I don’t quite understand what he’s saying, but it doesn’t sound good. “Why’s he at the base?”
He’s reluctant to tell me, but Kadar opens his hands in a gesture that he, at least, wants to hear everything. Immediately, I feel on guard; this isn’t going to be good. Jasim clears his throat.
“What we know from the palace is this: there was an organised attack on the border a couple of days ago. Not just the usual skirmish, but a small army attempting to cross. They divided their units to hit several crossing points, hoping to catch our military on the hop, and spread them too thin to prevent them entering. They didn’t expect all groups to succeed but obviously hoped some would get across. It was a suicidal mission but, then, that’s the type of people we’re up against.”
I close my eyes, wondering what part Nijad had to play in this. I already know he’s a warrior and surely wouldn’t have been far from the fighting.
Was he injured, or worse? Taken captive?
I stare at Jasim, willing him to continue and give me answers.
“They didn’t succeed, of course. Our troops are far too organised for that, but there was fierce fighting. The jihadists suffered significant losses and were beaten back.”
“What about our side?”
I feel sick. Is he going to tell me Nijad was a casualty?
“We lost ten good men, and a large number were injured.”

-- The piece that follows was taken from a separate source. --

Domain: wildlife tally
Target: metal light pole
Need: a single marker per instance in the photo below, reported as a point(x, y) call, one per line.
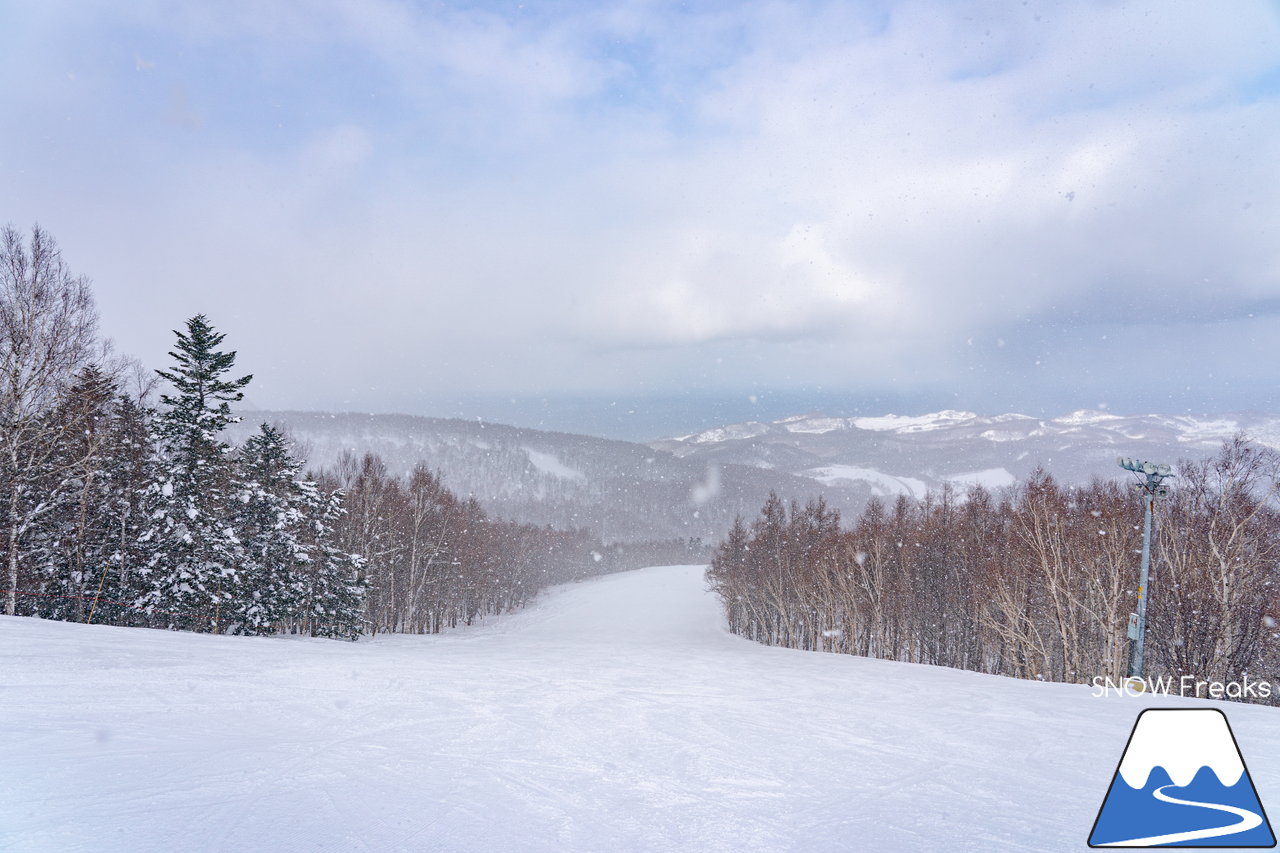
point(1150, 487)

“Jasim, just tell me, please. Is Nijad OK?”
He moves closer and puts his arm around me. Kadar’s eyes flare, and then he relaxes, allowing the intimacy.
“Nijad should have been at command base to spearhead our response to the invasion.” He pauses and inhales deeply. “Instead of staying in the centre, when it became apparent there was a lack of surveillance information, he decided to get in the thick of it. He took off in a helicopter two days ago. There’s been no contact with him since.”